I once read that Propecia works by means of gene transcription. What does this mean? Can Propecia alter a person's genes?
-A curious adult from Texas
May 3, 2007
This is a great question! It really gets to the heart of how our genes work and how medicine affects them.
You're right. Propecia affects gene transcription. This means it alters how genes are read. But not the genes themselves.
In fact, many medicines work by affecting gene transcription. You've probably heard of some and didn't even know it. Like estrogen.
Many women take estrogen as part of their birth control. Or to treat symptoms of menopause like hot flashes and osteoporosis.
Propecia, on the other hand, is commonly used to treat baldness. Sometimes it helps hair re-grow. But there's a catch.
If you stop taking Propecia, the new hair you've grown goes away again. Why? Because Propecia doesn't permanently alter genes.
To understand this, let's review what genes are and how they work. Humans have 25,000 genes.
Each gene is a set of instructions for something different. For example, we have genes to make our eyes brown or green or blue (or lots of colors in between). For more information, click here.
How does a gene make your eyes brown? Or blue? With proteins.
When each gene's instructions are read, a protein is made. It is this protein that does the work of the gene. For brown eyes, the protein makes lots of the pigment melanin in the front of the iris of your eye.
Making a protein is a lot like making a car in a factory. To build each car, we need a set of instructions. And from those instructions, we can make the cars -- the Prius, Camry, or Corolla.
Each car's instructions are like our genes. And the cars themselves, the Prius, Camry, or Corolla, are like our proteins.
When a gene's instructions are read to make a protein, it's called gene transcription.

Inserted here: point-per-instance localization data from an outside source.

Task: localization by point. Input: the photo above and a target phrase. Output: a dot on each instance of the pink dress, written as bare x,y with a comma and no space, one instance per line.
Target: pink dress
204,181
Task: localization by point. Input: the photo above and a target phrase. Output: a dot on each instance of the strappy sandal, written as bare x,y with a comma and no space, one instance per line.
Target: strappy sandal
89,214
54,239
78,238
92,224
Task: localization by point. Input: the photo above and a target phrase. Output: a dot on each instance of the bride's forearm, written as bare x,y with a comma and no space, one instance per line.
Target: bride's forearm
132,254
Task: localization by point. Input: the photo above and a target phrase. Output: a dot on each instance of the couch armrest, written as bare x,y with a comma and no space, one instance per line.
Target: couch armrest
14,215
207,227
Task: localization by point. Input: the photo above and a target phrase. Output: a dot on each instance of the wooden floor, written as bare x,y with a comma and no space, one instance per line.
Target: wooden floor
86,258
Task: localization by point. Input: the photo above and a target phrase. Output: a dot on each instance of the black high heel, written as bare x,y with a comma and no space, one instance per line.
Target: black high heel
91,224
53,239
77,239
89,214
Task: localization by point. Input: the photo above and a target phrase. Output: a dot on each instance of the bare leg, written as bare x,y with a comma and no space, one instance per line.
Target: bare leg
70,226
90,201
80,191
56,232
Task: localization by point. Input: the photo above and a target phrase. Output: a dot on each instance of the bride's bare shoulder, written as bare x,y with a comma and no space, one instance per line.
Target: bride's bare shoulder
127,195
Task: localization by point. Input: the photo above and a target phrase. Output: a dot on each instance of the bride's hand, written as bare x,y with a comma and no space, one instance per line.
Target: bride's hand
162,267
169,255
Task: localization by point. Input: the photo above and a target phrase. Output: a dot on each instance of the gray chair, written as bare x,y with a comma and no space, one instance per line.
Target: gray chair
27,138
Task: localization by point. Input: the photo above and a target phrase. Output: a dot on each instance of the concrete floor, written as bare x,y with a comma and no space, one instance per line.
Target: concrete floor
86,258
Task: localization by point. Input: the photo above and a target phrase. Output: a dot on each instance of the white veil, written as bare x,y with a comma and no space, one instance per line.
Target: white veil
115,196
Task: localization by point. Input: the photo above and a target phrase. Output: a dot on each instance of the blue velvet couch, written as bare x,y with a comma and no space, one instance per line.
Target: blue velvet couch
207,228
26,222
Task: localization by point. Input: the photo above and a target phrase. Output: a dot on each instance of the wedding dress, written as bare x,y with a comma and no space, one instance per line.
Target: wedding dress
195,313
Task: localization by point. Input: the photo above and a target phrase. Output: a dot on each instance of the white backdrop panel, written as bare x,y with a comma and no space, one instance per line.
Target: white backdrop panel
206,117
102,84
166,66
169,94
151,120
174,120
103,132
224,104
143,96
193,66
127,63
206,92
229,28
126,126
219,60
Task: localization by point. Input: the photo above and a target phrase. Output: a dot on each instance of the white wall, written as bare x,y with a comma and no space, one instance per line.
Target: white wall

This process doesn't change a gene at all. Why?
Because each gene needs to be read over and over again. So the protein can be made over and over again. This couldn't happen if a gene were altered during gene transcription.
When you pick up the car instruction book and read it, you don't alter the instruction book. You can still read the book again later. And make the car again if you need to.
It's the same way with genes. By reading a gene, the body gets information from the instructions in that gene. But leaves the gene unaltered so it can read it again later.
Also thrown into this mix of genes and proteins are enzymes. Enzymes speed up everything that happens in a cell. We have different enzymes that do different things.
Thinking back to our car factory, enzymes are like the machines in the factory that assemble the cars. Sure, we could have a bunch of people put the cars together themselves. But that would take a long time. So we have the machines, the enzymes, speed up the process by putting the cars together for us.
We have an enzyme that helps speed up gene transcription. It's called RNA polymerase. If we didn't have RNA polymerase, reading our genes would take forever!
How does this all relate to Propecia? Propecia slows down or stops gene transcription for genes related to balding. But it does so in a roundabout way.
One of the proteins that helps read the genes involved in balding is something called the androgen receptor (AR). The AR helps with many things in the body. Like developing male sex characteristics. Or growing larger muscles. Or growing taller. Or...
We can think of the AR as one of the robots involved in making a car. To work, robots need power.
The AR needs something to work too. That something is a strong form of testosterone called DHT. Without DHT, the AR doesn't work as well.
What Propecia does is keep our bodies from making DHT. It unplugs the robot. Now the car can't get made. And the gene isn't read.
But if we take away the Propecia or plug the robot back in again, both will work fine. That's why the effects of Propecia are reversible. Because the genes it keeps the cell from reading aren't permanently altered.
What you read was right. Propecia affects gene transcription by preventing DHT from being made. But affecting gene transcription doesn't alter the genes themselves.